Et si le monde pouvait être sauvé par l’art ? C’est le pitch du dernier opus de Joann Sfar, évoquant une expérience artistique hors normes censée ramener le peintre Dalí à la vie…
A travers cette BD atypique, Joann Sfar raconte une expérience artistique dont le but serait de réveiller Salvador Dalí cryogénisé. Pour cela, un artiste peintre du nom de Seabearstein va s’enfermer pendant plusieurs jours avec quatre top models entièrement nus, dans un appartement parisien où toute communication avec l’extérieur est proscrite.
Avec cette trame entre poésie et fantastique, Joann Sfar s’attaque à un monstre de la peinture. Le personnage principal, Seabearstein, artiste dandy fasciné par l’œuvre du peintre espagnol, va s’introduire dans le monde de la haute couture pour y dénicher les quatre mannequins qui accepteront de participer avec lui à une expérience originale : vivre une sorte de retraite monacale de quatre jours, sans télé, ni ordinateurs, ni portables. Le but : incarner les muses de Dalí pour réveiller celui-ci de son état de cryogénisation.
L’idée de départ, plutôt bien trouvée, suscite la curiosité, et le lecteur intrigué ne demande qu’à y adhérer, prêt à observer cette étrange performance quasi-mystique de « résurrection » de l’artiste inventeur de la paranoïa-critique. Malheureusement, le récit donne l’impression d’avoir été totalement improvisé, hésitant entre réflexions philosophico-artistiques de haute volée, inserts en référence à la peinture de Dalí et verbiage futile des quatre mannequins (so chic !). Oui, on est intrigué, admiratif devant une telle érudition (Sfar connaît bien l’œuvre du peintre, aucun doute là-dessus) mais globalement, on s’ennuie autant que les personnages, s’interrogeant sur l’intérêt de la chose.
On ne peut pas soupçonner l’auteur du Chat du rabbin d’avoir voulu attirer le chaland avec cette histoire de partouze qui n’en est pas une (mais peut-être certains se laisseront-ils tenter par la simple lecture du pitch), car pour ce qui est du dessin, c’est du Sfar en plus déchiqueté que jamais. En d’autres termes, ce n’est pas de l’érotique, c’est de l’artistique. Et si les corps des top models sont élancés, ils sont aussi fragiles, quasi squelettiques, et semblent avoir comme double fonction d’évoquer le style dalinien et de caricaturer les actuels canons anorexisants de la beauté.
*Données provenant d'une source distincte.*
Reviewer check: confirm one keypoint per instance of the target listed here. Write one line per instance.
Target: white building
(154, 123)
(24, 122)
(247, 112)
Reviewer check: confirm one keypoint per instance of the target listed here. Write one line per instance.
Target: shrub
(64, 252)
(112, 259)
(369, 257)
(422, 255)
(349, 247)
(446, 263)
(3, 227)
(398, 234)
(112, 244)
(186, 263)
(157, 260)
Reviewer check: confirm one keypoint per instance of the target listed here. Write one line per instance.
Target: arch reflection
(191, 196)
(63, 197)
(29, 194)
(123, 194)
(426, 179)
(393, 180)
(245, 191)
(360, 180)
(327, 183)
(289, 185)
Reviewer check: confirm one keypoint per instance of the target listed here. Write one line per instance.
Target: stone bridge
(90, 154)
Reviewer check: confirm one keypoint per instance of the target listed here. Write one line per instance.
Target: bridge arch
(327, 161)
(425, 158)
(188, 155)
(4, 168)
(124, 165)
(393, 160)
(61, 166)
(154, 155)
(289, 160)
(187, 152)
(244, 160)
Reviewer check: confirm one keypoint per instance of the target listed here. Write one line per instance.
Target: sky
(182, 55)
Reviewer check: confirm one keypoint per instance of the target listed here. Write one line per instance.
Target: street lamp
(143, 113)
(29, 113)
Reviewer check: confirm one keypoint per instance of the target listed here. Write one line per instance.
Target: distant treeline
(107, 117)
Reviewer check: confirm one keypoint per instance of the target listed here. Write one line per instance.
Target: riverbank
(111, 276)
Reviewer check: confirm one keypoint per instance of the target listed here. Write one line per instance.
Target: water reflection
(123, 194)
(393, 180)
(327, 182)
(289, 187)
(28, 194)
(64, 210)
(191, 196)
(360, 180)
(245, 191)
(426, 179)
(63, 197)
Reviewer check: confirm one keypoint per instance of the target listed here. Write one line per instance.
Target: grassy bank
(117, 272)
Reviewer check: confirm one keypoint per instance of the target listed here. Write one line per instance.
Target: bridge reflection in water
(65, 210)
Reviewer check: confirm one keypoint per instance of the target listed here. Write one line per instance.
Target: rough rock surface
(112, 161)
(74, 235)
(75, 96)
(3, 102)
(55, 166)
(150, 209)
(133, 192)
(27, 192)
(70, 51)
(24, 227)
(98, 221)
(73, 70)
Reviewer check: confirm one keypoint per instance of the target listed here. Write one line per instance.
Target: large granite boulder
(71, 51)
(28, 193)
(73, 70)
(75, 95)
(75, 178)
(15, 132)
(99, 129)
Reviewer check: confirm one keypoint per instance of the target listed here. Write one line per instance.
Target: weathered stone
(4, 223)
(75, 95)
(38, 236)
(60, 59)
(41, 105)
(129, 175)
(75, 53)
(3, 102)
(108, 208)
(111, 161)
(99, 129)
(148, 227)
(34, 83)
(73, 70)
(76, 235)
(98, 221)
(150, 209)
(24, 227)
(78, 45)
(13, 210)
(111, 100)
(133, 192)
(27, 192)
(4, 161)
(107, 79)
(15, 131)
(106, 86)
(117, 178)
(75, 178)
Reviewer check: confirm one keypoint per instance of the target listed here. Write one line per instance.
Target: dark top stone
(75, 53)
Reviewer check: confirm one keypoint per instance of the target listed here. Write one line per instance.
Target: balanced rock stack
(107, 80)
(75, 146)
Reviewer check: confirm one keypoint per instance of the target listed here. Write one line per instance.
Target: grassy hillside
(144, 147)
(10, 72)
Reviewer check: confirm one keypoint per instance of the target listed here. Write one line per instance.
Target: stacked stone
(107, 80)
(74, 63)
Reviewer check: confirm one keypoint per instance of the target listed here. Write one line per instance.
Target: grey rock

Et tout n’est pas critiquable. Malgré la dépressivité éthérée du trait qui donnerait envie de se pendre dans les chiottes de la Fashion Week, il est possible d’y trouver une certaine beauté. Joann Sfar ne sait pas dessiner, mais il parvient à compenser par son sens de l’esthétique.
De l’ensemble, certains avanceront que la lecture doit être faite à travers le prisme de la poésie, mais peut-on, sous couvert de poésie, se dispenser de produire quelque chose de cohérent et surtout qui ne frise pas l’ennui, sauf peut-être pour les amoureux de Dalí. Se doutant que son ouvrage sibyllin pourrait être mal compris, l’auteur a jugé utile d’ajouter une préface auto-justificatrice pour expliquer ce qui ne devrait pas avoir à être expliqué, si l’on considère qu’une œuvre parle pour elle-même. Certes, en fan absolu de son « peintre-héros », Joann Sfar le dit, il avait besoin de produire un exutoire dans une époque chahutée par l’obscurantisme religieux, en reprenant à sa sauce la théorie du maître selon laquelle l’art devait « voler à la religion sa fonction sacrée ». C’est donc tant mieux si c’est pour la bonne cause. Mais la vraie question dans le cas présent est : suffit-il de rendre hommage à un génie pour faire une œuvre géniale ? La réponse serait à chercher du côté du titre…
Laurent Proudhon
Fin de la parenthèse
Scénario & dessin : Joann Sfar
Editeur : Rue de Sèvres
112 pages – 20 €
Parution : 14 septembre 2016
Sfar a dit dernièrement en interview qu’il ne trouvait pas les mannequins actuelles maigre, juste mince, donc je doute qu’il caricature quoi que ce soit, au contraire. Je pense aussi que les filles dans la BD sont maigre/minces car il y a eu un partenariat avec la maison de haute couture Schiaparelli (les robes dessinées sont des Schiaparelli, qu’on retrouve je crois dans l’expo).